- Historic Sites
“There Isn’t Any Such Thing As The Past”
DAVID McCULLOUGH tells why he thinks history is the most challenging, exhilarating, and immediate of subjects
February/March 1999 | Volume 50, Issue 1
The Johnstown flood is a fascinating subject. You wondered if I consider the darker aspects of history. Well, the Johnstown flood is really a lesson, a morality lesson about our pathetic human inclination to think that because people are in positions of responsibility, they are therefore behaving responsibly. The Johnstown flood is largely a story of human shortsightedness. After I wrote it, I was looking for a symbol of affirmation.

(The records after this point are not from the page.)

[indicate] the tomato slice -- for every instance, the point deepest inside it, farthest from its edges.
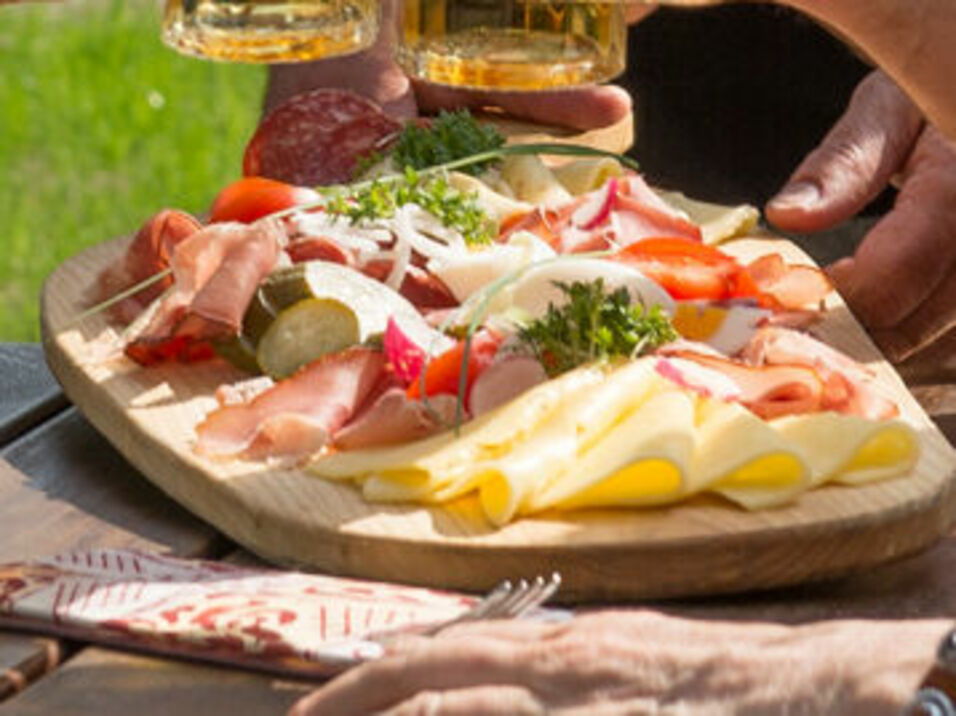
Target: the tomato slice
(251, 198)
(688, 269)
(442, 372)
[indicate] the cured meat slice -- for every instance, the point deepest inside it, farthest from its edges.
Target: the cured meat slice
(299, 415)
(394, 419)
(216, 272)
(793, 286)
(768, 391)
(850, 388)
(148, 254)
(315, 138)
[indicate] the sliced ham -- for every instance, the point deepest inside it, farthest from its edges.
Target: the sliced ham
(638, 221)
(423, 290)
(298, 416)
(793, 286)
(394, 418)
(503, 381)
(148, 254)
(768, 391)
(618, 214)
(216, 272)
(850, 387)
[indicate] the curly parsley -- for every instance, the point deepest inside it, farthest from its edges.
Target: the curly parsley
(451, 136)
(594, 324)
(379, 199)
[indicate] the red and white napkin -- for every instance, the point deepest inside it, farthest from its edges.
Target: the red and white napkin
(286, 622)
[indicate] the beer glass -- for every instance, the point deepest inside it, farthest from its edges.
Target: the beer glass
(270, 30)
(513, 44)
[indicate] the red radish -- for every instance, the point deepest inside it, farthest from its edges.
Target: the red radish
(404, 355)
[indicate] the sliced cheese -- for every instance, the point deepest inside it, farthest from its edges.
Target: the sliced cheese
(717, 223)
(849, 449)
(532, 181)
(641, 460)
(743, 458)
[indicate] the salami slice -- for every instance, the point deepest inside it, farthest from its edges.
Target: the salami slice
(315, 138)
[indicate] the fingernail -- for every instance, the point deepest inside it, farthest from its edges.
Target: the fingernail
(801, 194)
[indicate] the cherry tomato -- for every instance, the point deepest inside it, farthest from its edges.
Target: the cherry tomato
(442, 372)
(688, 269)
(251, 198)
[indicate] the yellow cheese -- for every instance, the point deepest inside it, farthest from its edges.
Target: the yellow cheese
(641, 460)
(741, 457)
(849, 449)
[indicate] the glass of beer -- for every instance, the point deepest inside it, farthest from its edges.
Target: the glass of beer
(270, 30)
(518, 45)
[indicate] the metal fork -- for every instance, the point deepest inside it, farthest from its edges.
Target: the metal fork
(506, 601)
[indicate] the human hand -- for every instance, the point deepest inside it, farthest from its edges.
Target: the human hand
(641, 662)
(901, 282)
(375, 74)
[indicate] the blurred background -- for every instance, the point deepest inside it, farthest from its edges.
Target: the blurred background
(100, 126)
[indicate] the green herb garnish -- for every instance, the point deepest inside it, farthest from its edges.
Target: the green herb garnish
(382, 197)
(451, 136)
(594, 324)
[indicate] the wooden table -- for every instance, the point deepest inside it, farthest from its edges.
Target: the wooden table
(63, 487)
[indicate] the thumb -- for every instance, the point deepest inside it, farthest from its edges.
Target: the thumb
(855, 161)
(580, 108)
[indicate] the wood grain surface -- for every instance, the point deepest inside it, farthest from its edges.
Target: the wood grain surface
(29, 395)
(703, 546)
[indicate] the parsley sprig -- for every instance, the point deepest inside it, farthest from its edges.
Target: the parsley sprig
(451, 136)
(382, 197)
(594, 324)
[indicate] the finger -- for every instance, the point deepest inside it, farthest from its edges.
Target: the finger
(935, 364)
(522, 630)
(906, 256)
(855, 161)
(435, 665)
(583, 108)
(934, 318)
(499, 699)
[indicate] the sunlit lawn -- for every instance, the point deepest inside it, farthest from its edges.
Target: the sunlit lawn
(100, 125)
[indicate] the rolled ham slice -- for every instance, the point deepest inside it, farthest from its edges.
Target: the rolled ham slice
(216, 272)
(394, 419)
(768, 391)
(149, 254)
(850, 388)
(793, 286)
(298, 416)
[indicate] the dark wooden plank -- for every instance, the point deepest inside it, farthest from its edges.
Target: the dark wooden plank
(29, 394)
(64, 487)
(25, 658)
(111, 683)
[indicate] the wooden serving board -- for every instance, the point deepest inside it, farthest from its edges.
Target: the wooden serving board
(703, 546)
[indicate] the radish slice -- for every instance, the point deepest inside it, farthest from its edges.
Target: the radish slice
(404, 355)
(595, 211)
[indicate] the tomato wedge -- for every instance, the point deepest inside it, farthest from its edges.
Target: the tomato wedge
(251, 198)
(689, 270)
(442, 372)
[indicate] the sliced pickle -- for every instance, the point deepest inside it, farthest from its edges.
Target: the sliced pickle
(307, 330)
(310, 300)
(239, 351)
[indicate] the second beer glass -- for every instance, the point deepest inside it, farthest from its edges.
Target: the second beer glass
(513, 44)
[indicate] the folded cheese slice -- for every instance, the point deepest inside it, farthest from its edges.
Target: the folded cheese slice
(743, 458)
(641, 460)
(850, 449)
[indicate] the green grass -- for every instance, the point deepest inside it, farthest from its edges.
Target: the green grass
(100, 126)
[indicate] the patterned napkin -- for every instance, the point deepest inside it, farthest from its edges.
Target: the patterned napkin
(285, 622)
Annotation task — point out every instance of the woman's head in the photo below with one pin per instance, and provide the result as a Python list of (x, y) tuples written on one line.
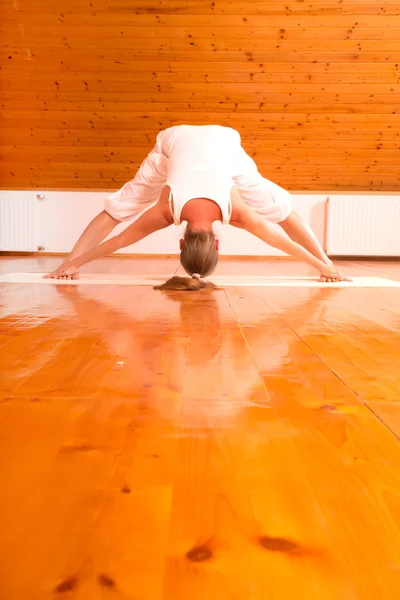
[(199, 257), (199, 252)]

I had two publishers come to me; one wanted me to write about the Chicago fire, and the other wanted me to do the San Francisco earthquake. And I said to myself, “I’m going to be typecast as ‘Calamity’ McCullough.”
So I was looking for a subject where human beings in a cooperative, concerted effort did something right. It was not easy finding one. And because of some remarks by friends at lunch one day, I knew it would be the Brooklyn Bridge, that wonderful American triumph, that great achievement, which was possible only because of corruption and the bad people who were mixed up in it. You know, nobody wants to write about saints. I was thrilled every time I could write about Boss Tweed, because he’s rotten, and he’s charming, and he’s effective, and he’s human. But out of all this amalgam of idealism and ambition and greed and political corruption and courage—I think more than anything it’s a story of courage—out of that comes that superlative work: great work of art, great work of engineering, great event in the history of the American city. The bridge was the beginning of heroic New York—highrise New York—and there it stands today still. It was built in the horse-and-buggy days, built when all those rivets were hand thrown.
And they didn’t know they were going to succeed. Of course, nor did the Founding Fathers, who were at Philadelphia in 1776, know they were going to succeed. In fact there was every reason to believe they weren’t going to succeed. That’s why it’s so important to put yourself in their place, in their time, to perceive reality as they saw it. That makes what they did seem all the more extraordinary. When you think of what these people did and what they were, it can make you feel as if you’re a pygmy in comparison, because of how much they accomplished in a single life.
You said that just looking at the Brooklyn Bridge made you feel good.
It still does. It is this triumphant structure, rising up out of those cities, rising up out of that distant time, telling us that we can build, we can do things well that will have a long life, that are enduring. Bridges were falling down all over the place then. What the Brooklyn Bridge is saying is that if you really care about who you are and what you do, about what your work is, you will want it to stand the test of time. That civilization is saying to us, “This is the best we can do, and it is very good.”
The bridge represents a collective effort drawing on ideas and ideology and aspirations that come from elsewhere, built by immigrants who did the hard labor at the risk of their lives, and designed by a German immigrant, John Roebling, but carried on by his son. The father, the old man, who was a tyrannical, humorless, and sometimes abusive man, was the great suspension-bridge genius of the nineteenth century. He died in 1869, just as the bridge was about to begin. He was killed as a consequence of an accident—died of lockjaw, a terrible way to die, an awful death. And his son took over. His son was then in his thirties, and most of the engineers who worked on that bridge were young men. The average age was about thirty-two. In a way, that’s a metaphor for our society, our country. The founders, if you will, created the plan, the ideal concept. But then they went away, and it’s been up to us to try to make it work, to build a nation.
Did you have a particular interest in engineering when you began that book?
I had no interest in engineering or mathematics. But I did find out that if you’re motivated, if you want to know how something was done, if you want to understand physics and mathematics and civil engineering, you can do it. When you learn things that way—by doing it yourself, figuring it out yourself—you learn it in a way that you never forget.
The Panama Canal book and the Brooklyn Bridge book were exciting adventures for me because I got to know those people. One of the advantages is that unlike politicians and military heroes, they didn’t have the sense that, “Oh, I’m going to be a figure in history. So I’m going to write this letter. I’m going to keep this diary, so some future historian will admire me for what I’m saying and how I’m behaving.” So their letters, their diaries, their stories are often much more genuine, not so self-conscious.
What’s the cultural significance of the Panama Canal? I know it saved a lot of shipping time, but what did it mean for America to have built that?
Well, the fact that the French had failed, I think, was a very powerful motivating force, because we were going to pick up where Europe had not done the job, and we were going to show them that we could do it.